How do I go about ensuring:

  1. An absolute path is used (to the reference DLL) at runtime by whatever machine is running my XLL.
  2. A local copy is not made of the DLL, but it actually uses the pre-existing copy on each user's machine (with error handling, of course, to catch when it does not exist!).

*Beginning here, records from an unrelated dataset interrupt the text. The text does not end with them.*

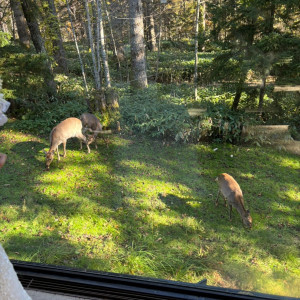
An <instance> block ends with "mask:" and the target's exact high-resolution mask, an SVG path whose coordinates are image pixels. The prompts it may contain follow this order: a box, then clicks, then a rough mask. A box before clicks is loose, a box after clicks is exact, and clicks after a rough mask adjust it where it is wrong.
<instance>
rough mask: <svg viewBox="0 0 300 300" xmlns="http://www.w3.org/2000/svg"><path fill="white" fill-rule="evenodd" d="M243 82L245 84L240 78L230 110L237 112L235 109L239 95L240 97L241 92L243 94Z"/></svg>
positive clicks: (237, 100)
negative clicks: (242, 92)
mask: <svg viewBox="0 0 300 300" xmlns="http://www.w3.org/2000/svg"><path fill="white" fill-rule="evenodd" d="M244 82H245V79H244V78H241V79H240V80H239V82H238V84H237V87H236V92H235V97H234V100H233V103H232V107H231V109H232V110H237V108H238V106H239V103H240V99H241V95H242V92H243V86H244Z"/></svg>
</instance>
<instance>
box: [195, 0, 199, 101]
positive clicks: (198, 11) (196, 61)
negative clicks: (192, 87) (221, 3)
mask: <svg viewBox="0 0 300 300" xmlns="http://www.w3.org/2000/svg"><path fill="white" fill-rule="evenodd" d="M199 12H200V0H197V7H196V24H195V72H194V92H195V100H197V98H198V88H197V85H198V35H199Z"/></svg>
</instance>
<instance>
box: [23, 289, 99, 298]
mask: <svg viewBox="0 0 300 300" xmlns="http://www.w3.org/2000/svg"><path fill="white" fill-rule="evenodd" d="M26 292H27V294H28V295H29V296H30V297H31V299H32V300H86V299H90V298H82V297H74V296H66V295H60V294H55V293H50V292H48V293H47V292H41V291H35V290H26ZM102 300H104V299H102Z"/></svg>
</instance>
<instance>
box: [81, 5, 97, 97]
mask: <svg viewBox="0 0 300 300" xmlns="http://www.w3.org/2000/svg"><path fill="white" fill-rule="evenodd" d="M84 3H85V11H86V17H87V22H88V33H89V42H90V49H91V54H92V61H93V71H94V80H95V86H96V90H100V88H101V83H100V75H99V73H98V70H97V62H96V56H95V49H94V37H93V32H92V23H91V18H90V12H89V5H88V0H84ZM96 103H97V101H96Z"/></svg>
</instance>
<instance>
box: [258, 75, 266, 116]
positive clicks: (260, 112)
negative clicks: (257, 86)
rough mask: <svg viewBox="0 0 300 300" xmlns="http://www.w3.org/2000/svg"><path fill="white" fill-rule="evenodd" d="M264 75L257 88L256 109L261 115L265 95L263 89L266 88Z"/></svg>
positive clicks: (264, 90)
mask: <svg viewBox="0 0 300 300" xmlns="http://www.w3.org/2000/svg"><path fill="white" fill-rule="evenodd" d="M266 80H267V78H266V76H263V78H262V80H261V85H260V88H259V103H258V110H259V115H260V117H262V108H263V103H264V96H265V90H266Z"/></svg>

You can probably tell by the question that I am not a professional C# developer, but trying to understand just enough to make this work. But as a consequence, if there is a simpler/more elegant solution to this issue, by all means please suggest it.

Upvotes: 0

Views: 129

Answers (1)

RobBaker
RobBaker

Reputation: 305

A very helpful (much more C-literate) colleague helped me find an answer, without my previous hacky workaround:

  1. Create an event handler for the ResolveEventHandler and ensure it is loaded before any calls to methods that need to use classes from the missing assembly:
// This field goes in one of my classes:
public static bool isAssemblyResolveRegistered = false;

// This code goes just before my method that needs to use the class in my assembly that
// I know won't be preloaded, but needs loading from a fixed location:
if (!isAssemblyResolveRegistered)
{
    AppDomain.CurrentDomain.AssemblyResolve += new ResolveEventHandler(AssemblyResolve);
    isAssemblyResolveRegistered = true;
}
  1. Use the following event handler code:
private static Assembly AssemblyResolve(object sender, ResolveEventArgs args)
{ // This is an event handler for catching missing assemblies at runtime - designed to find and load the SIMExporterEbmlImport assembly and its dependencies
    
    // Assume a fixed path for where the assembly is located (can update this later to look in multiple versions if needed)
    // Should also add a switch block to only look for expected dependencies in this location,
    // and throw a helpful error if some unexpected dependency is missing.
    string dependentAssemblyName = new AssemblyName(args.Name).Name;
    string dependentAssemblyLocation = "C:\\ProgramData\\EB Bridging Tools\\SimExporter\\" + dependentAssemblyName + ".dll";


    // Try to load (will end up back here if lower dependencies are not met)
    try
    {
        return Assembly.LoadFile(dependentAssemblyLocation);
    }
    catch
    {
        return null;
    }
}

That means that I always explicitly handle unloaded dependencies at runtime, and can even supply multiple search paths if I ever need to (for different, but equally compatible, versions, for example).

My only residual issue (may open a separate question for this) is how to elegantly abort all execution with a user dialog if the DLLs are simply not present on the runtime machine.